Let $p$ be a prime and let $f(x) \in F[x]$ have degree $p$. Let $K$ be the splitting field for $f(x)$ over $F$. Suppose $[K:F] =tp$ for some $t \in \mathbb{N}$. Prove that $f(x)$ is irreducible over $F$.
Here's what I have so far.
Suppose not. Suppose instead that $f(x)$ is reducible. Then $f(x) = g(x)h(x)$ for nonconstant $p(x),q(x) \in F[x]$. Since $p$ is prime, then WLOG $\deg(g(x)) = p-1$ and $\deg(h(x)) = 1$. Assume also that $h(x)$ is monic. Then $h(x)=x-\psi$ for some $\psi\in F$. This means $\psi$ is a root of $f(x)$ in $F$. Since $K$ is the splitting field for $f(x)$, we know
$$F \subseteq F(\psi) \subseteq K$$
Therefore,
\begin{equation} [K:F]=[K:F(\psi)][F(\psi): F] = tp \end{equation}
The chain of inclusions is actually strict, i.e.

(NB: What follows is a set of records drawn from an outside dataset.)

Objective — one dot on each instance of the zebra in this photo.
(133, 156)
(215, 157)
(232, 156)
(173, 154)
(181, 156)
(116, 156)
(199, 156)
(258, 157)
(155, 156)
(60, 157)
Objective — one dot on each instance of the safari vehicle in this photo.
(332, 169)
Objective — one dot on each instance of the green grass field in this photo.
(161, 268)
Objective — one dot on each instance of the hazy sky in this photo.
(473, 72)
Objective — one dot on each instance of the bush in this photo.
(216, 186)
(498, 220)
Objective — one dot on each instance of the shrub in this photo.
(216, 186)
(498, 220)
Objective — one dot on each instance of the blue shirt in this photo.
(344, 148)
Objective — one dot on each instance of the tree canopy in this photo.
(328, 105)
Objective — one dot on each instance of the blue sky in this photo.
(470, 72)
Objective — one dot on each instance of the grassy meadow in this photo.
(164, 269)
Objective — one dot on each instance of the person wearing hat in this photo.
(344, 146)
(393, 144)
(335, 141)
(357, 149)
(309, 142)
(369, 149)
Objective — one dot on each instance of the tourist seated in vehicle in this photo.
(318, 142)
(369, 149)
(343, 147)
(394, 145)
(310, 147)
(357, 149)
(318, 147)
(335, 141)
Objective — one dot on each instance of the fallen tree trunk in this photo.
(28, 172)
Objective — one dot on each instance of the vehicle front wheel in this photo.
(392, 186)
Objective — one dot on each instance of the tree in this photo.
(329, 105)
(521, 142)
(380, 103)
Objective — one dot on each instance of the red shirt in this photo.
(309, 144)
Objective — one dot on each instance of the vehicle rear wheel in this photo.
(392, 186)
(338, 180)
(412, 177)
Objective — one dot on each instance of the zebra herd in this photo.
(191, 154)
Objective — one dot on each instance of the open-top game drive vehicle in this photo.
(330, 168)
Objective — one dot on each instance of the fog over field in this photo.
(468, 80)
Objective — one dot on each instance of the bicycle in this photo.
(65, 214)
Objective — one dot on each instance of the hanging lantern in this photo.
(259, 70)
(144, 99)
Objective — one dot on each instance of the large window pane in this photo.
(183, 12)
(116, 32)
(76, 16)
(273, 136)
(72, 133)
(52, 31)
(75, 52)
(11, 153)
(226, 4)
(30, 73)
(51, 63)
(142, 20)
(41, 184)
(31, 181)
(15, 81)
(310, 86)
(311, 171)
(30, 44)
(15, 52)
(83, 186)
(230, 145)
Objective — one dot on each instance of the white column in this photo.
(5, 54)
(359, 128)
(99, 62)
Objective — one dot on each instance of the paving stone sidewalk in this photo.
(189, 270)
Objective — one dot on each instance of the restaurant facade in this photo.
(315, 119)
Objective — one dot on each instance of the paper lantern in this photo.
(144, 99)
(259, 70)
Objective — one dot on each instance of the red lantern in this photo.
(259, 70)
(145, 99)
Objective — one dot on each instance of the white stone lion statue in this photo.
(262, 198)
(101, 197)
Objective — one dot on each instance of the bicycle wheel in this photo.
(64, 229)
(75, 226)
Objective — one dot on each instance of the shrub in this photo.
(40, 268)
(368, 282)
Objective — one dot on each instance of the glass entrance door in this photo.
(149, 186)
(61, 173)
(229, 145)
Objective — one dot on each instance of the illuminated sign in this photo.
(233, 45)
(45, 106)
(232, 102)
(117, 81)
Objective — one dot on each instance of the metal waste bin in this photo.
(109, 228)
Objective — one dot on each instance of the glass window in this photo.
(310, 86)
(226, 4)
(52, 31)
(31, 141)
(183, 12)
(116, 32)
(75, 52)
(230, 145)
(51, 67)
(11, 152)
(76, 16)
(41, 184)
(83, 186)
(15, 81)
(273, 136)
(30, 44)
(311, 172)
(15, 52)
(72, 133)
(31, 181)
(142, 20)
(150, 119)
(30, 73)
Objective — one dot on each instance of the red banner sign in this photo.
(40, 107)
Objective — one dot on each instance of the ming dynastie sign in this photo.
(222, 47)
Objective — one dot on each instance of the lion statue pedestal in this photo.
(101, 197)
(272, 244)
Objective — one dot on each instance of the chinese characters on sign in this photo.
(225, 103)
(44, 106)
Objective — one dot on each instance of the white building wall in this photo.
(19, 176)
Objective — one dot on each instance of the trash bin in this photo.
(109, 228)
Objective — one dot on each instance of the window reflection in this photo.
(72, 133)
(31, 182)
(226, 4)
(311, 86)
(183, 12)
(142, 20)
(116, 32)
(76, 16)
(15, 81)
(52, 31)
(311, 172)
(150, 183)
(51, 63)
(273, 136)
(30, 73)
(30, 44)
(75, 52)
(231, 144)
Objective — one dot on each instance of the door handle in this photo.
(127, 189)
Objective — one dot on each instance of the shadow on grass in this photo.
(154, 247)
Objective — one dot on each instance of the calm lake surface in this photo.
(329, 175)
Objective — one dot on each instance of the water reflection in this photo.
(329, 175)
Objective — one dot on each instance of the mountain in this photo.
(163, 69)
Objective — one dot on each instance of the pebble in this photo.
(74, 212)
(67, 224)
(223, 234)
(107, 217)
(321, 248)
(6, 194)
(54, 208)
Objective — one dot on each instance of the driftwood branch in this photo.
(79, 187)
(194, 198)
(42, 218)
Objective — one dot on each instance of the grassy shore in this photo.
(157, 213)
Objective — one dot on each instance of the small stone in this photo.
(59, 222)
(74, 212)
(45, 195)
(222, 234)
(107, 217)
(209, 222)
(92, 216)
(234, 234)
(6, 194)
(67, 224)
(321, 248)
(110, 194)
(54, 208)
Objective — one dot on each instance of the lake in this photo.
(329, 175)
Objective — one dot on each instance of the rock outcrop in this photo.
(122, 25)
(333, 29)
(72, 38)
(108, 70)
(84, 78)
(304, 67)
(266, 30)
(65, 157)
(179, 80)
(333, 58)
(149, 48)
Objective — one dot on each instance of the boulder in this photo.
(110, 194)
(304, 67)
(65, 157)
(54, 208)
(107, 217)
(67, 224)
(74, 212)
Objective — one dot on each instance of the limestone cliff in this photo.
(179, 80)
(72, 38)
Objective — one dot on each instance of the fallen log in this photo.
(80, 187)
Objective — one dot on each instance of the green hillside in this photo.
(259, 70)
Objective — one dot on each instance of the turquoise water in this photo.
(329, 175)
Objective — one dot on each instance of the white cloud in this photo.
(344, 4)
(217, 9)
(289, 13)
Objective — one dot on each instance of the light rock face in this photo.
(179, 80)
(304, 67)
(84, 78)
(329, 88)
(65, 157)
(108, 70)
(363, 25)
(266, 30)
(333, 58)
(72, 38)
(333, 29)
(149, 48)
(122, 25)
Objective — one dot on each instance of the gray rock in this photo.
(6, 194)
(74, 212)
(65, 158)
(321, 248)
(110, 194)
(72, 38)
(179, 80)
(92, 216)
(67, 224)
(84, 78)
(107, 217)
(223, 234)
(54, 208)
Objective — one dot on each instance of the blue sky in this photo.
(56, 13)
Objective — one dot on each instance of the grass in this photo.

$$F \subset F(\psi) \subset K$$
and this is because $f(x)$ has more than just $\psi$ as a root, by our reducibility assumption. So neither $K/F(\psi)$ nor $F(\psi)/F$ are trivial extensions. Now,
$$[F(\psi):F] < p \implies [F(\psi):F] \leq t$$
because $p$ is prime. Also, we claim $[K: F(\psi)] \geq p$. To see this, observe that $[K:F(\psi)] < p \implies [F(\psi):F] > t \implies [F(\psi):F] = tp$, which is a contradiction. Hence, $[K:F(\psi)] \geq p$. And so $[F(\psi): F] = t$. And so $[K:F(\psi)] = p$.
Where do I go from here?
As I noted in comments, your argument is incorrect from the start, as you assume that if $f$ is not irreducible, then it must have a linear factor. That is not true.
Claim. If $f(x)\in F[x]$ is separable and has degree $k$, then its splitting field has degree over $F$ dividing $k!$.
Proof. The splitting field is Galois over $F$; and the Galois group acts on the roots of $f$; since the splitting field is generated by the roots of $f$ action of any element of the Galois group is completely determined by the action on the roots. Thus, the Galois group is isomorphic to a subgroup of $S_k$, hence has order dividing $k!$.
Now let $f(x)$ have degree $p$. If $f(x)$ is reducible, $f(x) = g(x)h(x)$ with $\deg(g)=k\lt p$, $\deg(h)=\ell\lt p$, then the splitting field $L$ of $g$ has degree dividing $k!$; and $K$ is the splitting field of $h$ over $L$, so $[K:L]\mid \ell!$. Therefore, $[K:F]=[K:L][L:F]\mid \ell!k!$. In particular, since both $\ell$ and $k$ are strictly smaller than $p$, $p\nmid \ell!k!$.
The result now follows by contrapositive.